Öte yandan Türkiye Cumhuriyeti bir temyiz itirazında bulundu ve Federal Ceza Mahkemesinde haklı bulundu: Askıya alınan dava yeniden ele alındı. Sonuç olarak Stauffacher Kasım 2018'de polis tarafından tekrar sorgulandı ancak yine bir açıklamada bulunmadı ve ifede vermeyi reddetti. İki ay sonra Ocak 2019’da Federal Savcılık, ceza davasını ikinci kez askıya aldı. Yine Türkiye Cumhuriyeti buna karşı bir şikayette bulundu ve şimdi bir kez daha haklı bulundu ve Federal Başsavcı ‘nın soruşturmalara devam etmesi istendi.

Streichenberg davayı askıya alma gerekçesi olarak DNA izlerinin Stauffacher’e karşı bir şüphe oluşturması adına yeterli bir kanıt olmadığını belirtti. Bu kişi aynı zamanda bir ifade vermeyi reddetti ve daha fazla soruşturmaya gerek görülmedi.

Öne sürülen bu argümanlar hakimler tarafından çürütüldü. Federal savcılığın, Stauffacher’in daha önce de benzer olaylar yaptığını hesaba katmadığını belirtti. Mesela aşırı solculuk yanlısı bu kişi 2002'de Zürih'teki İspanya Başkonsolosluğu'na korku roketiyle saldırmaktan 17 ay hapis cezasına çarptırılmıştı. Benzerlikler çok bariz.

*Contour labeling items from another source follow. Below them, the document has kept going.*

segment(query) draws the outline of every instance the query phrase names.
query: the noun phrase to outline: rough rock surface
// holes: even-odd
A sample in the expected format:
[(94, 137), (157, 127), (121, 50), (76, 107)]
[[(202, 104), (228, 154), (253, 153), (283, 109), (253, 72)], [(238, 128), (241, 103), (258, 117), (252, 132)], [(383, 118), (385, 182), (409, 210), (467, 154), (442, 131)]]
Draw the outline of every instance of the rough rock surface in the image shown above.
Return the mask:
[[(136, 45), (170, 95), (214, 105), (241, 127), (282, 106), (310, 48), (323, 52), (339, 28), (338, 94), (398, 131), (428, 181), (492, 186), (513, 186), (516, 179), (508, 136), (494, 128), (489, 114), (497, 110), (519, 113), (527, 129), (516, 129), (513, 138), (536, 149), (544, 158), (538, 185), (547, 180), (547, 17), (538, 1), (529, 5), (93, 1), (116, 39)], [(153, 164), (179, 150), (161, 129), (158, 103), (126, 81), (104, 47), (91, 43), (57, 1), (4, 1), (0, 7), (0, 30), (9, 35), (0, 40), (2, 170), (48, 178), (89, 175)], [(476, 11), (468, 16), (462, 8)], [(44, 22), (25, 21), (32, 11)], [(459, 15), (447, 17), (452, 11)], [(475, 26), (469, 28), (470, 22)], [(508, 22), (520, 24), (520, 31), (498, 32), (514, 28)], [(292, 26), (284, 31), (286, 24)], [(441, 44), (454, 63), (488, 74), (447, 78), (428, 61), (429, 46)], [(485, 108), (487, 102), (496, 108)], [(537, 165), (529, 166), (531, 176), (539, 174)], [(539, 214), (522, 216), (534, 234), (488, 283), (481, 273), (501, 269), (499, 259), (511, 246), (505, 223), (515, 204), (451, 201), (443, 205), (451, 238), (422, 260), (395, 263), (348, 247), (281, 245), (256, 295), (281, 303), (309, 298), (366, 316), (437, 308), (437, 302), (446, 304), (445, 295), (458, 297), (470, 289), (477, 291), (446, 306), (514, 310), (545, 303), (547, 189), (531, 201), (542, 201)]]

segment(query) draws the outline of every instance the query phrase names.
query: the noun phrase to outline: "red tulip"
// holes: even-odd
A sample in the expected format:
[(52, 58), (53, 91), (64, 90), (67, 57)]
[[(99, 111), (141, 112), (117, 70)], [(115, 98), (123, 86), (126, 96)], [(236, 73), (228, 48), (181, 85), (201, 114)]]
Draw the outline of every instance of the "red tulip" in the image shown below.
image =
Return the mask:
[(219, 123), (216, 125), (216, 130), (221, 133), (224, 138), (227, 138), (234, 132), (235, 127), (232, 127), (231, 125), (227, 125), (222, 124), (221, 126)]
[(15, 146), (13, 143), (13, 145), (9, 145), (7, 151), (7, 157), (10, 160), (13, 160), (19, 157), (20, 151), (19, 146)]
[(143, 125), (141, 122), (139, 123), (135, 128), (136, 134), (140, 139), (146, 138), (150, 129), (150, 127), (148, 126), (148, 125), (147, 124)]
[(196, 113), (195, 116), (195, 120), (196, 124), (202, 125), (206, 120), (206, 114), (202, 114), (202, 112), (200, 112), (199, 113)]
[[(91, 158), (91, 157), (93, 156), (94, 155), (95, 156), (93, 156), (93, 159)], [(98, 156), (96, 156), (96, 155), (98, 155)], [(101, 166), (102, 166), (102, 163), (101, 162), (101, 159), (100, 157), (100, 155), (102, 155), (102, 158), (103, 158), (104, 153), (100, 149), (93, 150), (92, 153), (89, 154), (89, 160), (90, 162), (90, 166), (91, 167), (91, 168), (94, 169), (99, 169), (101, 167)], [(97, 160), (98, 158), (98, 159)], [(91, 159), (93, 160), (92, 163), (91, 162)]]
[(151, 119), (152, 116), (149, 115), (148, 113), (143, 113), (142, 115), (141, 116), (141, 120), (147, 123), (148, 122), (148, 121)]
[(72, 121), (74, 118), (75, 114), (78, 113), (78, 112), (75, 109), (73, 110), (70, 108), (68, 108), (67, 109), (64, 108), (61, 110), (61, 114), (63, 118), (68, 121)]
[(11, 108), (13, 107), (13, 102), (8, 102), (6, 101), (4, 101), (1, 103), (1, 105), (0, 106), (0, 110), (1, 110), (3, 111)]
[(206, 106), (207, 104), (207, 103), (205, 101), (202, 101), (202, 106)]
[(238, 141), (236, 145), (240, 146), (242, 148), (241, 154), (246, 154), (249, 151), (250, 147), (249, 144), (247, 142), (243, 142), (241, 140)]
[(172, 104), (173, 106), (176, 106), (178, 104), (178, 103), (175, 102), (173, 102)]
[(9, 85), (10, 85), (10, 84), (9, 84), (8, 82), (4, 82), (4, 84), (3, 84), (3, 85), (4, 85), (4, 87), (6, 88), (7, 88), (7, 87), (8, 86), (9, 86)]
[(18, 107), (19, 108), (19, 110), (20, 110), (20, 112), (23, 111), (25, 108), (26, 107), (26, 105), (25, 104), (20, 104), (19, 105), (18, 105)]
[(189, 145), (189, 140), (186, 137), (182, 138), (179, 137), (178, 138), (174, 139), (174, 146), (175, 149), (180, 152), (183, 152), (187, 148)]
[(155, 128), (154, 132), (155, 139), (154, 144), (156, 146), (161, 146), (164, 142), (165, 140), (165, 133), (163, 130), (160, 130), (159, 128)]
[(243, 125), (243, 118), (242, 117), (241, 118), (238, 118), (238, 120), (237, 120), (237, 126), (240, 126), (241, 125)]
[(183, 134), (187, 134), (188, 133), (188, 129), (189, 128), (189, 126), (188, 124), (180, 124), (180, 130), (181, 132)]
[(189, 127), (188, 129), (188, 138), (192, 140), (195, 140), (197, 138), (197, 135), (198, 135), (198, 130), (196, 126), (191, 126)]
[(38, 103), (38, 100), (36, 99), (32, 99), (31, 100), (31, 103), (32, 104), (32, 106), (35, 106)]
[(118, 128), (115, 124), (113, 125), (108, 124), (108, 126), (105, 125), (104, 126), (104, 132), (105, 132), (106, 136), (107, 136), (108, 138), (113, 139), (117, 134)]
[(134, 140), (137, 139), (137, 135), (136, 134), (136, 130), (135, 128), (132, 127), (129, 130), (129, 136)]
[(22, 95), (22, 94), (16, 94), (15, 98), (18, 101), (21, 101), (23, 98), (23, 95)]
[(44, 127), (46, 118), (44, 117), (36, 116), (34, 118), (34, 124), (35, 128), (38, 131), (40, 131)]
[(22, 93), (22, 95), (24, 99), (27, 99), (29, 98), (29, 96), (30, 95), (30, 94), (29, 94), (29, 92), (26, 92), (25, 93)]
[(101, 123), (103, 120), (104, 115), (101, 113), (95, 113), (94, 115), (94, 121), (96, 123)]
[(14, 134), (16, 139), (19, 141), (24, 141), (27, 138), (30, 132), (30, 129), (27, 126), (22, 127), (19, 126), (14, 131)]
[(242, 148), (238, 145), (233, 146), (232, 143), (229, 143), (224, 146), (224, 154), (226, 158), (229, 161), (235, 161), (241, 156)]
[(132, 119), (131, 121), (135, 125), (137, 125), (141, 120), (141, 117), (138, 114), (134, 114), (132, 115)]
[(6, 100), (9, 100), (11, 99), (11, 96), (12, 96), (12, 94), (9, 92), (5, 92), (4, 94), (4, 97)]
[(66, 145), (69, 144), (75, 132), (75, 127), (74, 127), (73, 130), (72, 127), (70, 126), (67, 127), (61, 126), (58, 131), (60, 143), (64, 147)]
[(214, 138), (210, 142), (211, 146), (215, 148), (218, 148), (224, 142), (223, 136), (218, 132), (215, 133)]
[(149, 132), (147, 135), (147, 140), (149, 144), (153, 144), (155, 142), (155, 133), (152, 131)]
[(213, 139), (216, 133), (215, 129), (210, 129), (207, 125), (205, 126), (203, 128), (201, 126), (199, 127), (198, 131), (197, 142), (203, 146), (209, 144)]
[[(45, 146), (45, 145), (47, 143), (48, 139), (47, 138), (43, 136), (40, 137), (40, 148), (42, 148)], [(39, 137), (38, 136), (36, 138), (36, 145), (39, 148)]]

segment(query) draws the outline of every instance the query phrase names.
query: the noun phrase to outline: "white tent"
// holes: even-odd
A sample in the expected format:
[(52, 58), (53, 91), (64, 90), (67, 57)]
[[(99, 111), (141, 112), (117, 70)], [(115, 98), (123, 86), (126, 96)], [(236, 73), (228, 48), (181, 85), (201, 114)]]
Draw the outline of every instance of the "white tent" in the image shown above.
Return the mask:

Hâkimler, Stauffacher’n “Devrimci Yapıya” olan bağlılığı da bir ipucu olabilir, diye yazdı. Bunun da yeterli şüphe verdiği belirtildi. Ardından Federal Ceza Mahkemesi, Federal Savcılığa, şüpheli durumlarda ceza emri çıkarmanın veya iddianamenin hazırlanmasının görevi olduğunu hatırlattı. Eğer şüpheli kanıtlar varsa, bunların geçerli olup olmadığına Federal Savcılık değil, yetkili mahkeme karar verir denildi.

2017 yılının 17/18 ocak gecesi bu malzemelerle Zürih Türk Başkonsolosluk binasına molotflu saldırı gerçekleşti.